Hypokalzämien: Meist ist ein Mangel an Parathormon schuld

Hypokalzämien (Serumkalzium < 2,2 mmol/l) sind häufiger als Hyperkalzämien. Sie entstehen meist durch einen Mangel an PTH, wobei in 75% der Fälle eine Parathyreoidektomie die Ursache ist. Die zweithäufigste Ursache ist ein Vitamin-D-Mangel. Seltener treten Hypokalzämien aufgrund genetischer, autoimmuner oder septischer Faktoren auf (siehe Kasten).

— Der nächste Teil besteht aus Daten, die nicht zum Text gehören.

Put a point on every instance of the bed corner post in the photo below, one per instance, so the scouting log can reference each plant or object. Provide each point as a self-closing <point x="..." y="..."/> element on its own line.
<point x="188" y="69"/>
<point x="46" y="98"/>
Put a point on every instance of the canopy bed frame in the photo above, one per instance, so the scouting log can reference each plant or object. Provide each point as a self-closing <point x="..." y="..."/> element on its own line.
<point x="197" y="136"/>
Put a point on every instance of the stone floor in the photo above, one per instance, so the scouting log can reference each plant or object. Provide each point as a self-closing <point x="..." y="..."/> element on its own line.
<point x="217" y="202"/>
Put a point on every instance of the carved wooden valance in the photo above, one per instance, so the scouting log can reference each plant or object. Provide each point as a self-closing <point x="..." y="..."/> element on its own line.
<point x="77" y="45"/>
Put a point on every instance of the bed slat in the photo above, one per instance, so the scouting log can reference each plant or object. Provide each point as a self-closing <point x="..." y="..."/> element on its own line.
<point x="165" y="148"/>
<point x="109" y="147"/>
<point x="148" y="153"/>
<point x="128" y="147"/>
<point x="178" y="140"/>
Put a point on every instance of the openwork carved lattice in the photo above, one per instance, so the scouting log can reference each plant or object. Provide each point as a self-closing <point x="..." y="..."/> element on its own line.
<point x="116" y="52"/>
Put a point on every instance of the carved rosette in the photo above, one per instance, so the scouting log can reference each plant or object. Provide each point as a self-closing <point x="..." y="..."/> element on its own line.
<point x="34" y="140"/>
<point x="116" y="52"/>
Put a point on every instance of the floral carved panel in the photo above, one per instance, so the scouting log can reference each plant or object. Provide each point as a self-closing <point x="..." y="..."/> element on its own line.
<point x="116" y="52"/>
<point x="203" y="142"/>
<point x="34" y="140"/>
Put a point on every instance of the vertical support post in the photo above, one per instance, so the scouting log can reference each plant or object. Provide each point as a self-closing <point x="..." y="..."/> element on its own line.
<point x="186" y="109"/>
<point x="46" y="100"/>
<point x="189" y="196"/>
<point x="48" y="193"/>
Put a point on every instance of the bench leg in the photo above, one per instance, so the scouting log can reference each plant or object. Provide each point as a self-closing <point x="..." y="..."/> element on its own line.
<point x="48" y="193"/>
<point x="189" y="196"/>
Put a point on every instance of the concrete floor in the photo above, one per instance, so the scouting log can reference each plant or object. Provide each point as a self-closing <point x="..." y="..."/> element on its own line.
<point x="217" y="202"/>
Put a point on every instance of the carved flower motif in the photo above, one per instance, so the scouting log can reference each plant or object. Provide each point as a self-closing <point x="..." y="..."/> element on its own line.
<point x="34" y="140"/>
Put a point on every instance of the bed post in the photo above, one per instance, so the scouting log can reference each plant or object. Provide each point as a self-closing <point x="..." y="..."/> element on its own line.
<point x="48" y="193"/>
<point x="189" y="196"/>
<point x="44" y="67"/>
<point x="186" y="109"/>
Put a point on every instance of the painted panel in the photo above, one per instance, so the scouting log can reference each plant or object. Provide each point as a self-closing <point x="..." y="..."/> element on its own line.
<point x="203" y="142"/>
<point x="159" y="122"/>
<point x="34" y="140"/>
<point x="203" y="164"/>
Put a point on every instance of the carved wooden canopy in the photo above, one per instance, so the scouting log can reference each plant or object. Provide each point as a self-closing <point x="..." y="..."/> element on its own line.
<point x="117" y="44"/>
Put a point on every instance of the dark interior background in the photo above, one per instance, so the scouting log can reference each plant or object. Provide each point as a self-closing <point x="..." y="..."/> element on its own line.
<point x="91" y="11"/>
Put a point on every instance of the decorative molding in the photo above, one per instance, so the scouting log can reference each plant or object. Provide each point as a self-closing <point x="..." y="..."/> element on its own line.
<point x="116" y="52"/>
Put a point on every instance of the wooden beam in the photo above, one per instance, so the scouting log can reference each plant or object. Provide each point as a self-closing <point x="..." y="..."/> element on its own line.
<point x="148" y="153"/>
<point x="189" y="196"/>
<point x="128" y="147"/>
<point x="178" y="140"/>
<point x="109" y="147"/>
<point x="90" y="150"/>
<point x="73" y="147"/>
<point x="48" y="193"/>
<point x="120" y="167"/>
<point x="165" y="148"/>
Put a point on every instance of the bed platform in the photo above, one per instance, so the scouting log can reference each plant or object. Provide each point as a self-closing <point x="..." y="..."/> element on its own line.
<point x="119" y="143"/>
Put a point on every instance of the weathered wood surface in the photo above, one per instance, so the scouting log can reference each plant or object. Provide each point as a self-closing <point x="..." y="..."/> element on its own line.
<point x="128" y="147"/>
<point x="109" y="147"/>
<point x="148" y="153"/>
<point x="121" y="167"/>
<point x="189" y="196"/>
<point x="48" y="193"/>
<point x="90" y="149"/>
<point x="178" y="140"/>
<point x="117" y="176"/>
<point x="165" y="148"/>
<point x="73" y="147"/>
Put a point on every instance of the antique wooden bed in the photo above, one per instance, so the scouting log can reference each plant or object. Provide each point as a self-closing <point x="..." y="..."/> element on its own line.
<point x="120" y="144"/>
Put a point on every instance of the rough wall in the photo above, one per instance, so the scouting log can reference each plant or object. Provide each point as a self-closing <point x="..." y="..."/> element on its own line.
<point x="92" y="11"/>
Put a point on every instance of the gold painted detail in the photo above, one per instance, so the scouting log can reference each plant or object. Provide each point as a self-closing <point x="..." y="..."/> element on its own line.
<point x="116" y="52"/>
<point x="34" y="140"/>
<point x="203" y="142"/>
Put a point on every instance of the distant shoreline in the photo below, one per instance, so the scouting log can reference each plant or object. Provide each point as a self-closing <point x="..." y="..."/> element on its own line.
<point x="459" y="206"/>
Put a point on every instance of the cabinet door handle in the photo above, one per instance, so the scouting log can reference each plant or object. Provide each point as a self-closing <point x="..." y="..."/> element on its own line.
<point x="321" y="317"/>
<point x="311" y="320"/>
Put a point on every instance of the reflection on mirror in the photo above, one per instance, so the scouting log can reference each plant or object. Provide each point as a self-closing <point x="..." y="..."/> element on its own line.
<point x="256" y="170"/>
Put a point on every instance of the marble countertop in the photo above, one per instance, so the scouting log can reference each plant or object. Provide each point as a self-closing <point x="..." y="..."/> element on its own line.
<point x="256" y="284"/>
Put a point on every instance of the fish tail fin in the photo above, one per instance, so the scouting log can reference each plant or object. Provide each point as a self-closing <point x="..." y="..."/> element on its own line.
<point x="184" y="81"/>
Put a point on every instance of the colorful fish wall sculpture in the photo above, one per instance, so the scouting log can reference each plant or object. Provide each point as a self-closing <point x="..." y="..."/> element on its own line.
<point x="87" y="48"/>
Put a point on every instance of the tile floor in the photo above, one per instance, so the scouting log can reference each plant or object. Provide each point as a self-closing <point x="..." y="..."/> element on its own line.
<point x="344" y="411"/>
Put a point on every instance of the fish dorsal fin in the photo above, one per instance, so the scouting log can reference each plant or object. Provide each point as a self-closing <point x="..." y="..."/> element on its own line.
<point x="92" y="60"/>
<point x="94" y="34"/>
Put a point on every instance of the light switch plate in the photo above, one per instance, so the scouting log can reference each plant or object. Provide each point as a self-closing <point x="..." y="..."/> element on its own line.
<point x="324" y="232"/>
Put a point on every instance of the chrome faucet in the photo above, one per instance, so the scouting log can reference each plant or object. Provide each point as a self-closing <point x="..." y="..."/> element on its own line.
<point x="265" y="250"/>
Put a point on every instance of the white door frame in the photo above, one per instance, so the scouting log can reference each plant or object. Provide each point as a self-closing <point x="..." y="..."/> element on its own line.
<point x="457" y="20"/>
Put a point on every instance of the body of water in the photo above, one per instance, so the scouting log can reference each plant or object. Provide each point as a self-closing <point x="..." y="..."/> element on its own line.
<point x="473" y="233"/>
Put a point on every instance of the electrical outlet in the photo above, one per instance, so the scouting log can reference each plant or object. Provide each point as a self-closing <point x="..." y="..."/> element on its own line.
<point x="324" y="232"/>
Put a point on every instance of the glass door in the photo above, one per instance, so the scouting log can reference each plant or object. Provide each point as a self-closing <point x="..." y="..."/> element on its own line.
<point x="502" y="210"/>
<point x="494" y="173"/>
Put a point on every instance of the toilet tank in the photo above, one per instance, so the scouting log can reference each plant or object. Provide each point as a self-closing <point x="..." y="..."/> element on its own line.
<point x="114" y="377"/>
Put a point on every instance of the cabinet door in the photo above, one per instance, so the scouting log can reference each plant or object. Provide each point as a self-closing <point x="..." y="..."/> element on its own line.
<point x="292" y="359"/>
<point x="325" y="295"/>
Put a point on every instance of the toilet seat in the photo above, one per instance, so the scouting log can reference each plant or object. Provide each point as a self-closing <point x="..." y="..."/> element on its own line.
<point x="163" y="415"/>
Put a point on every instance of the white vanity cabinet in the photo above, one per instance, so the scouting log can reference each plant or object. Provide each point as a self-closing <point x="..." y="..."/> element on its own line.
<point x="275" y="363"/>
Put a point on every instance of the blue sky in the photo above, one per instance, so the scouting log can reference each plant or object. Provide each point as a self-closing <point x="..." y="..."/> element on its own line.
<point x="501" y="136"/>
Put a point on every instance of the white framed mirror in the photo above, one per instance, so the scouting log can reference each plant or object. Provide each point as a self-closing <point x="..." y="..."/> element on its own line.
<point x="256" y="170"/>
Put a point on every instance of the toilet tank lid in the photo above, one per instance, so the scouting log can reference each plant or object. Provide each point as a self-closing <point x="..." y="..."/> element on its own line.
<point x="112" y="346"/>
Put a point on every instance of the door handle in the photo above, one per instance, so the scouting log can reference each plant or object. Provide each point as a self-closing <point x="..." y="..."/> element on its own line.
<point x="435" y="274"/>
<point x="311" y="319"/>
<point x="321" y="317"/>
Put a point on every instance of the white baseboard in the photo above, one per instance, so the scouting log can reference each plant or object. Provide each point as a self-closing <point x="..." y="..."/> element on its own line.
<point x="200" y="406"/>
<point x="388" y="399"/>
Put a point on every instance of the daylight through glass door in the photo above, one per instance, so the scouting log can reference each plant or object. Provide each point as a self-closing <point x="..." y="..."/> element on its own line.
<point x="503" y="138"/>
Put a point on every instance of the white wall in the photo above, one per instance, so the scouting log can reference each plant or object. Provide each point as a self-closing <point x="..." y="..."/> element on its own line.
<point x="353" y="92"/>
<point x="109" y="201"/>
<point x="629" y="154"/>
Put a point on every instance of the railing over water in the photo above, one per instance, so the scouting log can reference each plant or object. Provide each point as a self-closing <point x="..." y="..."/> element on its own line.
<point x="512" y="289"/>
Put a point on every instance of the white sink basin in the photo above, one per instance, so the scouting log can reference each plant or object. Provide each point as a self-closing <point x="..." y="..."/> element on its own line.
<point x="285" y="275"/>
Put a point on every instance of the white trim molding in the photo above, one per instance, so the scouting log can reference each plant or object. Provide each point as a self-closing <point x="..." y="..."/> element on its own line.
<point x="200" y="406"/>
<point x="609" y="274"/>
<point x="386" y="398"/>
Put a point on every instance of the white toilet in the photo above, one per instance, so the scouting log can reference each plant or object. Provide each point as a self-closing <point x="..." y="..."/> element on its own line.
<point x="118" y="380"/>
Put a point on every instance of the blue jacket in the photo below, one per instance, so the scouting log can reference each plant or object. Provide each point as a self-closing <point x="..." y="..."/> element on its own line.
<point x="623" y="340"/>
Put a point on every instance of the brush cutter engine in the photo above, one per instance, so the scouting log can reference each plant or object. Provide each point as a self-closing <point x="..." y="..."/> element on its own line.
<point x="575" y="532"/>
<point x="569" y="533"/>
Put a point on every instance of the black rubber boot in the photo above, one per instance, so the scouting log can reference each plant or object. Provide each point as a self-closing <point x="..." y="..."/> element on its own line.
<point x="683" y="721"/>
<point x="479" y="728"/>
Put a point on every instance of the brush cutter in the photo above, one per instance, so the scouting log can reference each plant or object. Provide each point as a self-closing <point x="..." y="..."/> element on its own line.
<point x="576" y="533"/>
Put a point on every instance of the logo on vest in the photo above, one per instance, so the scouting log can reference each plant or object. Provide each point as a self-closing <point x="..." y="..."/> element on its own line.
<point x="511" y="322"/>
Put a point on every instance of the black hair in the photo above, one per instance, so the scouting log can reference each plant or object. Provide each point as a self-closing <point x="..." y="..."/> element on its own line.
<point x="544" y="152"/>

Leichte Hypokalzämien verlaufen in der Regel ohne Symptome. Wenn der Kalziumwert jedoch stark abfällt, können Kribbeln in den Fingerspitzen und im Mundbereich auftreten, und tetanische Krampfanfälle sind möglich. Bei Verdacht können die Trousseau- und Chvostek-Zeichen helfen. Ein EKG ist immer erforderlich, da bei Hypokalzämien Herzrhythmusstörungen auftreten können (QT-Verlängerung).

Das PTH ist diagnostisch wegweisend. Niedrige Werte deuten auf einen primären oder sekundären Hypoparathyreoidismus hin, während hochnormale oder erhöhte PTH-Werte auf einen Vitamin-D-Mangel, eingeschränkte Nierenfunktion oder Pseudohypoparathyreoidismus hinweisen.

Aktive Vitamin-D-Analoga für chronisch Nierenkranke

Die Therapie erfolgt durch Kalziumsubstitution. Wenn der Kalziumwert über 1,75 mmol/l liegt, wird eine orale Kalziumgabe und eine Korrektur des Vitamin-D-Status empfohlen. Bei Kalziumwerten unter 1,75 mmol/l und begleitenden Symptomen wird eine parenterale Substitution durchgeführt, zunächst mit 1-2 g Kalziumgluconat über 20 Minuten, gefolgt von einer Dauerinfusion mit ca. 1 mg Kalzium/kg/h. Nach Erreichen eines Kalziumwerts von 1,9 mmol/l kann auf orale Kalziumsubstitution umgestellt werden.

Kalziumsenkende Medikamente sollten grundsätzlich abgesetzt werden, jedoch ist bei Bisphosphonaten oder Denosumab kein schneller Effekt zu erwarten.

Die Korrektur des Vitamin-D-Status erfolgt je nach Ursache. Ein Vitamin-D-Mangel ist in der Regel mit Vitamin D3 zu behandeln, wobei die Dosierung von der gewünschten Geschwindigkeit der Korrektur abhängt. Bei chronischer Nierenerkrankung können auch aktive Vitamin-D-Analoga wie Calcitriol, 1a-Calcidiol und Paricalcitol eingesetzt werden.

Für Patienten mit primärem Hypoparathyreoidismus gab es früher ein rekombinantes PTH. Dieses wurde jedoch aufgrund von Herstellungsproblemen vom Markt genommen. Derzeit befinden sich Nachfolgepräparate in klinischer Prüfung.